Hi,
I am modeling a problem in such a way that I have two gaps: a required gap (gap1) and a desired gap (gap2), gap2<gap1. So, what I want to do is the following:
i) Set a number N of nodes to be explored and a desired gap gap2.
ii) After (i), check the gap and if it is lower than gap 1 then finish the process; otherwise, explore another N nodes (with the gap set to gap2), and so on.

I presume that I can handle the issue though independent MIP processes, but thus the branch and bound (B&B) three would not be saved and another root process (usually expensive) would be performed each process. Do you have any idea how I can do that?

After (i), you can run the solver again. It will be provided the last feasible solution (if any known by then). Most MIP solvers support warm start, so it won’t spend time looking again. However, if the most effort was spent in improving the dual bound, that will be repeated.

Thanks Gleb,
It is good to know that an ideal solution can be performed in C++ or Python. Additionally, please can you explain to me this part: “However, if the most effort was spent in improving the dual bound, that will be repeated”.

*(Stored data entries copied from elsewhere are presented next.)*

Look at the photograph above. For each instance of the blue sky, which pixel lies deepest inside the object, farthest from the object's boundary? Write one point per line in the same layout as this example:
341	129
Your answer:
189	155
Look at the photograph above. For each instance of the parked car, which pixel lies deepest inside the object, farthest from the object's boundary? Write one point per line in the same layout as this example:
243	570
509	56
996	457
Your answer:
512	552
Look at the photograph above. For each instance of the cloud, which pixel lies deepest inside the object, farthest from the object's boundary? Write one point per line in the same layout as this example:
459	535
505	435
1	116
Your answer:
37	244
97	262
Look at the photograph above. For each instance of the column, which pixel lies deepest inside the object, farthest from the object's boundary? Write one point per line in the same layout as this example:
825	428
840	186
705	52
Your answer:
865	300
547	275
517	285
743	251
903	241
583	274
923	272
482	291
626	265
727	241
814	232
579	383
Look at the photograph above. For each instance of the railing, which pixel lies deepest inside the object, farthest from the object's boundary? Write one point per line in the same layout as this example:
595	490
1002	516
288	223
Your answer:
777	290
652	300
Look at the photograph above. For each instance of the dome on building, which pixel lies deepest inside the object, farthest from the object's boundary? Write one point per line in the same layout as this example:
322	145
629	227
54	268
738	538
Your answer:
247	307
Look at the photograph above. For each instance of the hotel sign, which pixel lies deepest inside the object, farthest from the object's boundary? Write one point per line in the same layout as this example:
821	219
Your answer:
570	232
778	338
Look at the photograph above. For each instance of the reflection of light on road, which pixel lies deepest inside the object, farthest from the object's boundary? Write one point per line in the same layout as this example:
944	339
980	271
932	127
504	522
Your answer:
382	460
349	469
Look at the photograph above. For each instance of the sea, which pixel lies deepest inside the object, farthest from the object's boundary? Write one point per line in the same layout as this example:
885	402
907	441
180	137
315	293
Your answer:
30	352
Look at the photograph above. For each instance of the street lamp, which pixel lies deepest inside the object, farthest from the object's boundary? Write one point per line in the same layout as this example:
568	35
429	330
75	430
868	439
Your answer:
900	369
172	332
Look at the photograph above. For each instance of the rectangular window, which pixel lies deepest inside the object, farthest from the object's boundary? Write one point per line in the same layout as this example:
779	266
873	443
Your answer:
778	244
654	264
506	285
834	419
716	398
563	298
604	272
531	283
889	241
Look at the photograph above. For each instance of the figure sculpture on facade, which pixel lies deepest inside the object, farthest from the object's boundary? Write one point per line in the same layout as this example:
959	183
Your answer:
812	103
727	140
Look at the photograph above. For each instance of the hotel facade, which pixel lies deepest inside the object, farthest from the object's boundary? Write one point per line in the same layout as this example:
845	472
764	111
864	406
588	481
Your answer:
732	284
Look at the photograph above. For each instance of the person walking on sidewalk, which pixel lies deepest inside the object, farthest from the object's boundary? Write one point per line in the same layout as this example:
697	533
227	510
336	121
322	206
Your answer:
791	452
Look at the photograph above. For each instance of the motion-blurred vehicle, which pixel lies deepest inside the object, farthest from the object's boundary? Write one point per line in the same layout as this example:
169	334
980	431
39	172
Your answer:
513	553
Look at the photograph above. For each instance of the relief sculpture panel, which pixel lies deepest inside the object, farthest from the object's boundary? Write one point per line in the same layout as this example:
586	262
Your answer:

In addition to the complete documentation of AMPLS at the link that Gleb has given, you can see an example – an application to create a specially designed stopping rule – in our talk on New Connections to the AMPL Modeling Language: Spreadsheets and Callbacks. The relevant section begins at slide 19. There’s also a video of the presentation, with the section on callbacks beginning at about 5:20.

The target gap that you set is the gap between the primal and dual bounds. Primal bound is your best solution objective. Dual bound is the most optimistic estimate of the best possible value and it’s the minimal (for minimization problems) LP relaxation value of a branching node.

To improve dual bound, the only way is to branch. After warmstart, the solver may produce better branching due to a primal solution available, but also may not. Thus, for problems where the main difficulty is to improve dual bound to prove optimality, you’d have to wait the same time. But in this case you might already have a good solution.

For the case of difficult primal solutions, warmstart sometimes allows the solver to quickly find even better solutions. Thus, if not using callbacks, the following heuristic seems reasonable: warmstart the solver several times, possibly with different solver parameters. If the solution does not improve, you might have a good one.